M23 rebels in eastern Democratic Republic of Congo have declared a ceasefire for UN chief Ban Ki-moon’s visit to the conflict-hit area, a spokesman for the group says.
Mr Ban has arrived in the regional capital Goma, where one person was killed in a rocket attack on Wednesday.
He said he was deeply concerned by the renewed fighting there.
On Wednesday, the World Bank unveiled a $1bn (£660m) aid package to help DR Congo and its neighbours.
World Bank head Jim Yong Kim, who is also visiting DR Congo, said the money would be used for health, education, cross-border trade and hydroelectricity projects.
At least 20 people have been killed since Monday in heavy fighting between government and M23 forces.

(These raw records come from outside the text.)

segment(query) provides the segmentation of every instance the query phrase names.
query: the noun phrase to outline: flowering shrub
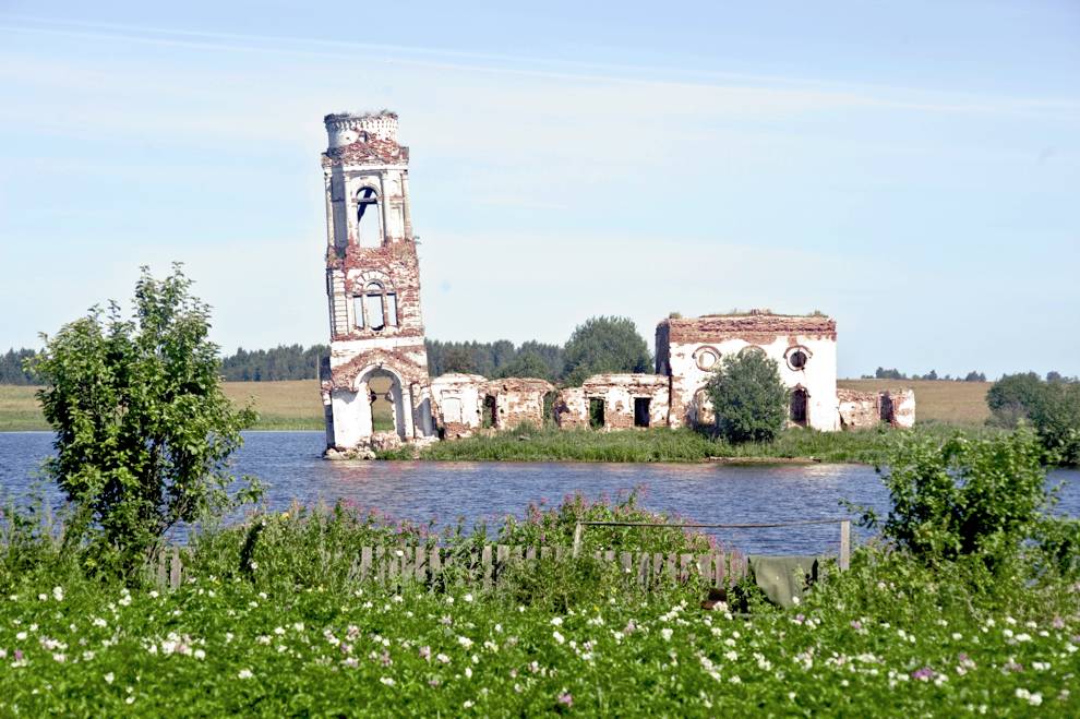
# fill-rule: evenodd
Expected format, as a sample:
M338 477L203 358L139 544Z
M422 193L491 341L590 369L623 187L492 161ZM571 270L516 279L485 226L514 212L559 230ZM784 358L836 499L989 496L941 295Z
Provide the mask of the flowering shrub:
M0 715L1077 716L1078 646L1075 604L740 619L664 594L556 613L468 591L40 584L0 598Z

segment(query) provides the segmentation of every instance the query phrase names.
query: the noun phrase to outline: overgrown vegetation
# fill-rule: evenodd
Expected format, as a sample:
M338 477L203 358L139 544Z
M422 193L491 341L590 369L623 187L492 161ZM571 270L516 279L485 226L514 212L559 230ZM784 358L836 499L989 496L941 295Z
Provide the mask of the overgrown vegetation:
M879 464L899 438L916 434L943 443L955 433L946 424L916 426L913 430L879 428L854 432L818 432L792 428L771 442L732 444L712 438L707 431L686 428L633 429L598 432L592 430L538 429L523 424L514 430L480 434L424 447L421 459L446 462L851 462ZM969 436L993 436L996 428L973 428ZM380 455L383 459L413 459L410 447Z
M780 380L776 360L764 351L724 357L706 391L716 415L716 431L728 442L772 442L788 421L791 390ZM807 411L804 404L804 421Z
M37 396L56 432L45 474L74 511L65 549L95 571L130 575L180 522L218 515L251 499L230 492L226 460L255 419L221 392L209 309L173 268L144 267L132 317L92 309L43 337L33 360Z
M1008 374L986 393L986 404L988 423L1009 429L1030 423L1057 462L1080 465L1080 382Z
M799 607L752 599L748 615L699 609L694 583L645 591L588 552L519 564L490 589L352 572L361 546L566 546L580 518L676 519L634 496L571 496L473 534L346 504L261 513L204 528L177 590L89 579L40 516L9 510L0 547L20 549L0 553L0 714L348 715L360 696L369 716L1076 716L1077 547L1031 531L1047 519L1032 514L1047 505L1040 452L1023 432L901 442L880 540ZM999 526L1001 500L1015 502ZM1075 520L1053 524L1075 536ZM964 544L969 527L980 539ZM707 547L674 528L586 542Z

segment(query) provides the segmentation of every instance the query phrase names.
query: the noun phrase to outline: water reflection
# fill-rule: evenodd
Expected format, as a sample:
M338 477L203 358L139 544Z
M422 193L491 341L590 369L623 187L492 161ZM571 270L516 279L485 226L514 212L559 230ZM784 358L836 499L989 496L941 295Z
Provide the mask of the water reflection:
M267 486L265 503L281 510L348 499L399 518L441 526L521 516L529 502L557 504L581 491L590 499L643 487L640 504L703 523L783 522L840 517L841 499L877 510L887 494L871 467L859 465L619 465L544 463L333 463L321 458L322 432L252 432L235 470ZM0 486L15 496L28 491L28 474L50 452L44 432L0 433ZM1065 481L1059 506L1080 514L1080 472L1056 470ZM53 495L55 496L55 495ZM835 551L836 526L727 530L724 542L747 552Z

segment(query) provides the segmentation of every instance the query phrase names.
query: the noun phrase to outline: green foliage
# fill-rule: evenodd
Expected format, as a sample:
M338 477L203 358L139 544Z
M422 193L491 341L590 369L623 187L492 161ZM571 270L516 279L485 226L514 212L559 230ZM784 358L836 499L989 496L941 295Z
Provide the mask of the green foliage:
M601 496L590 501L580 492L567 494L556 507L544 503L529 503L524 519L507 516L499 528L501 544L539 547L554 544L569 547L574 542L574 529L579 522L628 522L656 525L685 524L684 517L657 513L638 505L644 488L620 494L612 500ZM711 539L691 529L676 527L586 527L581 534L581 549L645 551L645 552L708 552L716 549Z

UN peacekeeping officer Col Premanku Ghosh said two rockets had exploded in Goma’s Ndosho neighbourhood on Wednesday and that civilians were among the casualties.
These have been the first clashes between the two sides since the rebels pulled out of Goma last year, after seizing the city in November.
Mr Ban told the BBC’s Gabriel Gatehouse in Goma that the introduction of a 3,000-strong intervention brigade to support the UN peacekeeping mission would help to protect the civilian population.
When asked if the new force would fight, Mr Bank replied they were “mandated to enforce peace whenever it is necessary, whenever security deteriorates to the point where it is necessary”.
The brigade have the right to neutralise and disarm the rebels, as part of their mission. Mr Ban earlier said the timing was “very crucial and important” in the conflict.
The UN has nearly 20,000 peacekeepers in eastern DR Congo.
Our correspondent says that by some estimates there could be as many as 50,000 armed men in the region, belonging to several dozen armed groups.
An estimated 800,000 people have fled their homes since the M23 launched its rebellion last May.
M23 political spokesman Amani Kabasha told Reuters news agency the group had “decided to announce this ceasefire to allow His Excellency Ban Ki-moon to visit Goma as he promised”.
“We also want to give peace a chance and ask the government to come back to the negotiating table in Kampala,” the Associated Press news agency quoted him as saying.
Joanna Trevor, from the UK charity Oxfam, said Mr Ban’s visit was a “welcome injection of high-level diplomacy, much needed at this time”.
“Thousands of people are again homeless after a new explosion in violence forced them to flee the camps where they had sought protection and refuge,” she said in a statement from DR Congo.
“People don’t know where to go to find safety. For all the talk and signed pieces of paper over the past few months, civilians on the ground… are still at daily risk of attack.”
Meanwhile, Jim Yong Kim said the new aid package could be “a major contributor to a lasting peace”.
The package is to support a peace deal signed in February between DR Congo and its neighbours, some of whom are accused of backing the rebels.
The largest tranche of the aid – $340m – will go towards an 80-megawatt hydroelectric project in Rusumo Falls, providing electricity to Burundi, Rwanda and Tanzania.
Despite its vast mineral wealth, decades of conflict and mismanagement mean most Congolese remain stuck in poverty.
Mr Ban and Mr Kim are also due to visit Rwanda and Uganda.
Last year, a UN report accused the two countries of backing the M23, an allegation they denied.